TF Cornerstone and Tishman are essentially creating a new construction office market in Long Island City, which is mostly populated by aging industrial buildings and new high-rise residential towers. Elghanayan, outfitted in a knit donkey cap for Halloween, explained that his firm is developing 100,000 square feet of manufacturing space, 400,000 square feet of office space, and 19,000 square feet of retail as part of a massive mixed use project next to Hunters Point South along the East River.
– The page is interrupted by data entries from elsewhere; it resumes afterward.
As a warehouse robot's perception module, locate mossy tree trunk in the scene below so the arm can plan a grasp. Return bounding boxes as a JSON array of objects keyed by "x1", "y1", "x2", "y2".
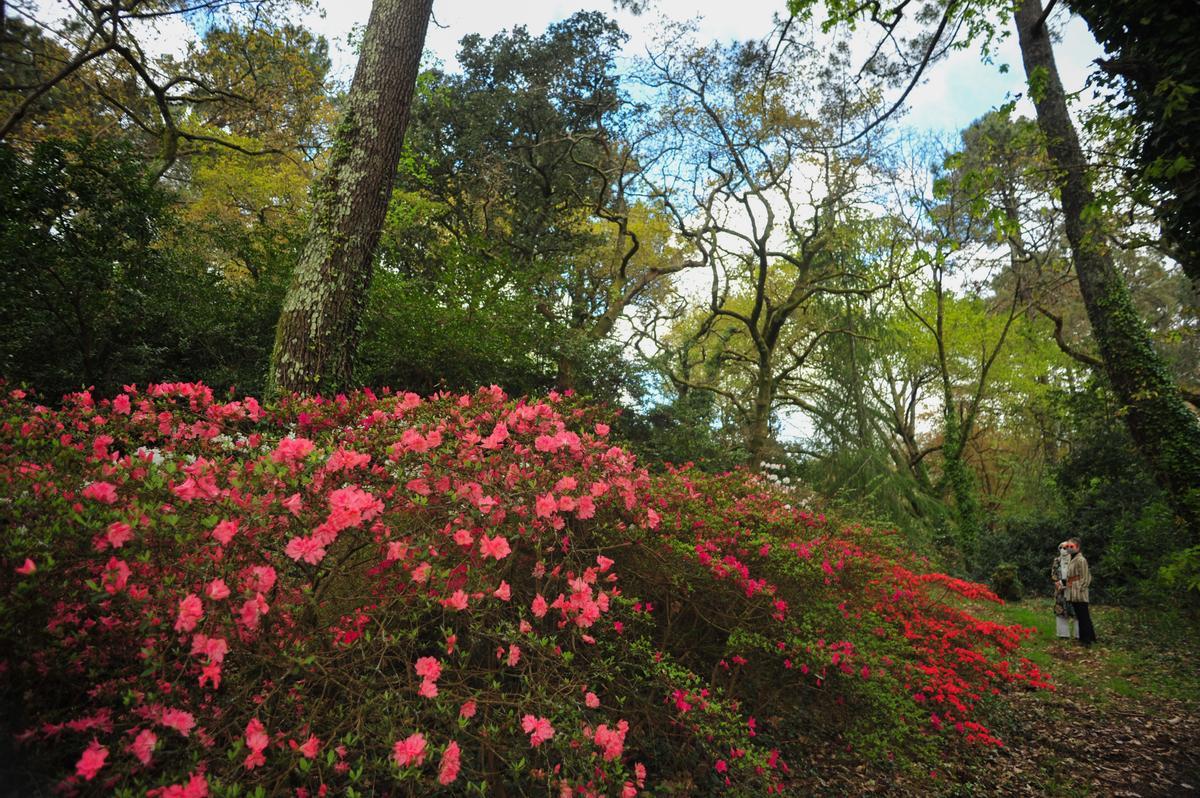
[
  {"x1": 268, "y1": 0, "x2": 433, "y2": 395},
  {"x1": 1015, "y1": 0, "x2": 1200, "y2": 542}
]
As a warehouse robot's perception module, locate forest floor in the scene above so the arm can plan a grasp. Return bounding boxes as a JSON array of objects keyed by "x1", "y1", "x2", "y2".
[{"x1": 814, "y1": 599, "x2": 1200, "y2": 798}]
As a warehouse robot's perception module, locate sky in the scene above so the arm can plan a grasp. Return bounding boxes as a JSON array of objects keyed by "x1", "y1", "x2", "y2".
[{"x1": 304, "y1": 0, "x2": 1103, "y2": 132}]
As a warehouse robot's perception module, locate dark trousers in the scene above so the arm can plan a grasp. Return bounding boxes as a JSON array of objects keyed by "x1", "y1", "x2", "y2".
[{"x1": 1070, "y1": 601, "x2": 1096, "y2": 646}]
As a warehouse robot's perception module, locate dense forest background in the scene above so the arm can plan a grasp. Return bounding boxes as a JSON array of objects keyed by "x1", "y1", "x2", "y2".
[{"x1": 0, "y1": 0, "x2": 1200, "y2": 602}]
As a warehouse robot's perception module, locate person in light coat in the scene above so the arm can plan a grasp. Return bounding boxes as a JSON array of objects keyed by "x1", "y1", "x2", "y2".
[
  {"x1": 1062, "y1": 538, "x2": 1096, "y2": 647},
  {"x1": 1050, "y1": 540, "x2": 1079, "y2": 640}
]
Similarly, Tishman Speyer is building two 26-story office towers, known as the JACX, to accompany its massive three-building rental project on Jackson Avenue.

All that development just highlights the fact that we need to preserve Long Island City’s mix of industrial, residential and commercial uses, argued RXR’s Seth Pinsky. “We shouldn’t let anyone use, especially residential, overtake that mix,” he said. “[Long Island City] should be the hub of creative businesses across the spectrum of industries, whether it’s media companies or bioscience companies.”

Mandel agreed, asking, “Are we keeping an eye towards affordable office stock?” He added, “I think part of what has to happen is the city needs to make clear that not all parts of the city are going to be developed for residential or things that are going to compete for those uses.”

Pinsky, who did stints as head of the city’s Economic Development Corporation and its Special Initiative for Rebuilding and Resiliency under Mayor Michael Bloomberg, emphasized that the city needs to invest in its infrastructure and zone for more residential development if it wants to plan for the future.

“We need more housing period, which means that we need more density at our transit nodes,” he said. “Nobody wants to see the character of their neighborhood change, and as a result, too many rezonings are opposed by elected officials. But the net impact of that on our city is that the cost of living for everyone is going up. You can’t be pro affordability and anti-density.”